8Since, therefore, all the large known rivers in the world seem to flow from the north, and towards the land of Africa, because those are in the southern regions under the sun’s course, where there is little moisture, and but few springs and rivers, it follows that those sources which are in the north and north-east, are much better than others, unless they run over a sulphureous, aluminous, or bituminous soil, for their quality is thereby changed, and whether hot or cold, their water is then of bad smell and taste.
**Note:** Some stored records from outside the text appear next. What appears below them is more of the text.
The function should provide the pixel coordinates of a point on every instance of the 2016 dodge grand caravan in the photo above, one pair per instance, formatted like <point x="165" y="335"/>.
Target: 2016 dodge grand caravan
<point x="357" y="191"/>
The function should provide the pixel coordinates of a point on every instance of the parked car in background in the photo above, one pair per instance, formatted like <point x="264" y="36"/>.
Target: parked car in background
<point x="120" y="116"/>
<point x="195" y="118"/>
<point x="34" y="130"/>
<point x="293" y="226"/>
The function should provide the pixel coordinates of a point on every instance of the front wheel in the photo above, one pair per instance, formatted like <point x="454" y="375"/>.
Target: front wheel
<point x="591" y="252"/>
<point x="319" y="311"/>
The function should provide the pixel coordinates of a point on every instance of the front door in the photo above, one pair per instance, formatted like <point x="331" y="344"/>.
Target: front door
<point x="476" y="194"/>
It is not that water, by its nature, is hot, but when cold, it is heated by running over a hot soil, and issues warm from the earth through the different pores: it does not, however, long remain in that state, but soon becomes cold; whereas, if it were naturally hot, it would not so soon grow cool; for it does not lose its taste, smell, and colour, which, from the purity of its nature, remain unchanged and discoloured.
8Therefore, since in descriptions of the world it appears that all rivers of any size flow from the north, and since in the plains of Africa, which are exposed to the course of the sun in the south, the moisture is deeply hidden, springs not common, and rivers rare, it follows that the sources of springs which lie to the north or northeast are much better, unless they hit upon a place which is full of sulphur, alum, or asphalt. In this case they are completely changed, and flow in springs which have a bad smell and taste, whether the water is hot or cold.
The fact is, heat is not at all a property of water, but when a stream of cold water happens upon a hot place, it boils up, and issues through the fissures and out of the ground in a state of heat. This cannot last very long, but in a short time the water becomes cold. If it were naturally hot, it would not cool off and lose its heat. Its taste, however, and its smell and colour are not restored, because it has become saturated and compounded with these qualities on account of the rarity of its nature.